At the conclusion of our quest, Thorin was believed killed when the Carnith Stone was “bounced” to a new location.
Prior to that, Thorin gave me his horn, which he had never used. With the Council long dead, he didn’t know what it would do if I blew it. We could not be certain it would do anything for anyone except him, although his wife was unsure if their son could invoke the magic. In any case, he told me to use it as a symbol to rebuild a new Council.
I later did exactly that — form a new Council. We cleared the Castle Rendelshod of monsters, and shortly thereafter were besieged by a goblinoid army. It was clear the castle would fall — we had taken ugly casualties and had too few numbers to hold the goblinoids off indefinitely. At that time I doubted any of the defenders would be alive by nightfall.
Being desperate with nothing to lose, I blew the horn. I am Thorin’s descendent along several bloodlines, so I hoped that it would raise the alarm that it was supposed to do. Our defenders were warned and I had hopes that the noise would at least delay the attackers while we evacuated our people into the caverns below the castle. Optimistically I hoped the alarm would scare them off long enough for us to escape.
So I blew the horn.
Nothing happened. No alarm was raised.
However, within a minute a light appeared on the bridge between the central and north towers — in that light appeared a small group of people — dwarves, humans, elves, half-elves, and a halfling. Initially they looked surprised, but recovered and set upon our attackers with more destructive magic than I thought possible. The invaders were swept from the walls and in the course of another minute, twenty percent of the entire goblinoid army was dead or dying. The routed remnants fled in panic, killing more of their own numbers in their stampede.

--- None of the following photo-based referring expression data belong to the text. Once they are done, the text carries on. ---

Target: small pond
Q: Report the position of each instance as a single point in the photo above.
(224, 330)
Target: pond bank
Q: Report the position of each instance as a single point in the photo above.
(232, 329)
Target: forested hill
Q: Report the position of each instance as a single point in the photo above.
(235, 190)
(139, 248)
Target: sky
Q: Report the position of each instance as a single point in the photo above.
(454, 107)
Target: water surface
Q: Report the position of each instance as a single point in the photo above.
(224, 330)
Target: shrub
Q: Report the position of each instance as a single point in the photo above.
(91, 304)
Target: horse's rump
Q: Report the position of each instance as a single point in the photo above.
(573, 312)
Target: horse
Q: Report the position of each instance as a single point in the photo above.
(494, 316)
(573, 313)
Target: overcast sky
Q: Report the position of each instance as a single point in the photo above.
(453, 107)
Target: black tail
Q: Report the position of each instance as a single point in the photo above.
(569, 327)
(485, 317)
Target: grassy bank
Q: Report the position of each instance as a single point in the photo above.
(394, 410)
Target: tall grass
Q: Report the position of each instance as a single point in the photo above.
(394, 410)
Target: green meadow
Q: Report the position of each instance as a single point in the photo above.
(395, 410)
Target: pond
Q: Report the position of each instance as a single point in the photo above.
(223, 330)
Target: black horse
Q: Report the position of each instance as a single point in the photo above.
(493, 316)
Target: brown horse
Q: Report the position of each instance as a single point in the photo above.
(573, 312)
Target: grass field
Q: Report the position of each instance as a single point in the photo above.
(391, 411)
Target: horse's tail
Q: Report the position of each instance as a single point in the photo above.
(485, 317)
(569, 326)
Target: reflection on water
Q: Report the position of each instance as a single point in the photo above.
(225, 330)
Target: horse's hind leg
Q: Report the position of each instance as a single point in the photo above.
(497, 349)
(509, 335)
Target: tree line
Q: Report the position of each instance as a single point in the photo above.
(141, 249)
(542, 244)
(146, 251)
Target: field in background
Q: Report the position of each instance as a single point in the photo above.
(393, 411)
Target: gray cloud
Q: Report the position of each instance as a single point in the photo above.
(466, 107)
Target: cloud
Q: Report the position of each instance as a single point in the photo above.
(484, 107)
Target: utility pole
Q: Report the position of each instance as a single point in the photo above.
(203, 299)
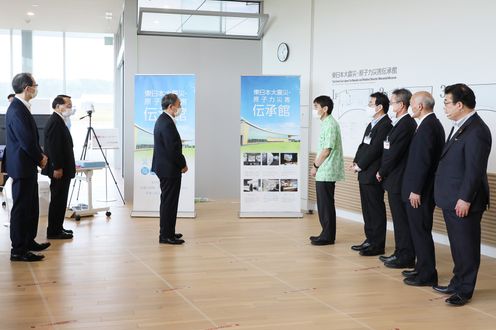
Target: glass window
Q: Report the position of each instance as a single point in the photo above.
(5, 74)
(48, 68)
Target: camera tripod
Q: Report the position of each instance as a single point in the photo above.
(90, 130)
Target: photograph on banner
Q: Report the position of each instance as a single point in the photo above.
(149, 90)
(270, 145)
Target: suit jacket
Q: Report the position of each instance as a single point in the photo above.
(58, 148)
(423, 158)
(368, 156)
(168, 159)
(23, 152)
(462, 169)
(394, 159)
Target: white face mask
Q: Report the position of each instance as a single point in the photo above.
(410, 112)
(178, 112)
(371, 112)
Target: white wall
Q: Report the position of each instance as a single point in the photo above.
(291, 22)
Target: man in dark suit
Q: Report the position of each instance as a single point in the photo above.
(61, 167)
(22, 156)
(169, 164)
(461, 189)
(418, 188)
(391, 174)
(366, 162)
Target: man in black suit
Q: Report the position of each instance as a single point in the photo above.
(391, 174)
(169, 164)
(22, 156)
(461, 189)
(418, 188)
(61, 167)
(366, 162)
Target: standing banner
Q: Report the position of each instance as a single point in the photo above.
(270, 146)
(149, 90)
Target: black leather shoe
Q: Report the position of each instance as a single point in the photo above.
(370, 251)
(360, 247)
(39, 247)
(409, 273)
(172, 241)
(399, 264)
(61, 235)
(415, 281)
(387, 258)
(456, 300)
(443, 289)
(28, 256)
(322, 242)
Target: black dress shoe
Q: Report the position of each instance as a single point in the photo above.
(61, 235)
(387, 258)
(371, 251)
(172, 241)
(416, 281)
(322, 242)
(360, 247)
(456, 300)
(409, 273)
(443, 289)
(39, 247)
(28, 256)
(399, 264)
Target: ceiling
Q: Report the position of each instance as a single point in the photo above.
(61, 15)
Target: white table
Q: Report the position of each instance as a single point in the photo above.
(86, 212)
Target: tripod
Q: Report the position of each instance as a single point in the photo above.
(89, 131)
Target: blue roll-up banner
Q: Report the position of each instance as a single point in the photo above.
(149, 90)
(270, 146)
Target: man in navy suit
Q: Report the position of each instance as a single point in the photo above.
(461, 189)
(23, 155)
(61, 167)
(418, 188)
(366, 163)
(391, 174)
(169, 164)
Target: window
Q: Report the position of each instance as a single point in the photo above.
(222, 19)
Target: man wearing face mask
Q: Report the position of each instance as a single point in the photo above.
(168, 164)
(327, 169)
(418, 188)
(23, 155)
(393, 164)
(461, 189)
(366, 163)
(61, 167)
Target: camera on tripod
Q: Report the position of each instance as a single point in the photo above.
(88, 107)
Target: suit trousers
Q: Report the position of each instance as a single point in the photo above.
(374, 214)
(403, 250)
(327, 209)
(465, 238)
(420, 224)
(24, 214)
(59, 192)
(169, 200)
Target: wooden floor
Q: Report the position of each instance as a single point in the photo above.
(230, 274)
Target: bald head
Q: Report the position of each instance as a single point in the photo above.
(422, 104)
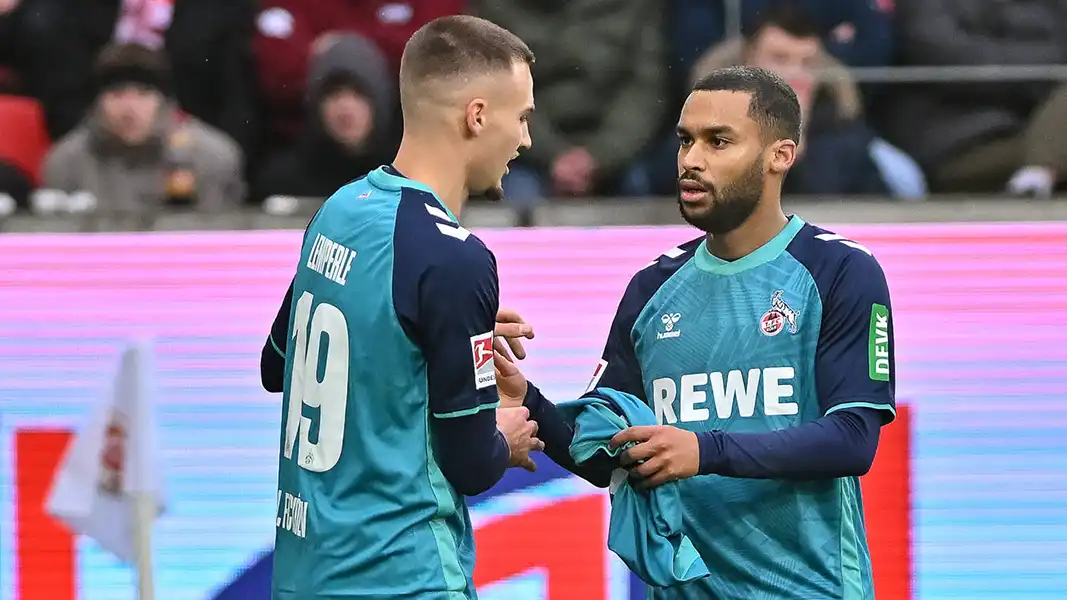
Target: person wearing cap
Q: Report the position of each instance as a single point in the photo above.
(136, 152)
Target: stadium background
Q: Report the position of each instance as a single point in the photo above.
(967, 499)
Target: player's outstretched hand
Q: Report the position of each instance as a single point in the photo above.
(521, 433)
(663, 454)
(510, 381)
(509, 332)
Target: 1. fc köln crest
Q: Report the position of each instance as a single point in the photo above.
(779, 317)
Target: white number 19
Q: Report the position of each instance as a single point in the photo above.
(330, 395)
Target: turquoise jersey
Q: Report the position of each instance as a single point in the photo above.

Our saviors? The Council of Rendelshod.
When I blew the horn, it sounded the alarm — in the distant past. The gate opened not between places, but between times.
Meselda, Susafras, Paprazzi, and Edine conducted many tests, but could find no reason the horn functioned as it did. Enchantment of an item that could open a gate between times was beyond Meselda’s abilities when she enchanted it. She and Susafras are unsure if either could successfully impose such an enchantment today.
Six months later Thorin was reunited with his family and companions, as he and Bel the woolabu escaped the explosion surrounding the Carnith Stone by traveling to another plane. It took him several years to make his way back to Trivana.
We have discussed it numerous times, and the one possibility is that passage through the Tower of Filhaze altered the horn. We don’t expect we’ll ever determine an exact answer.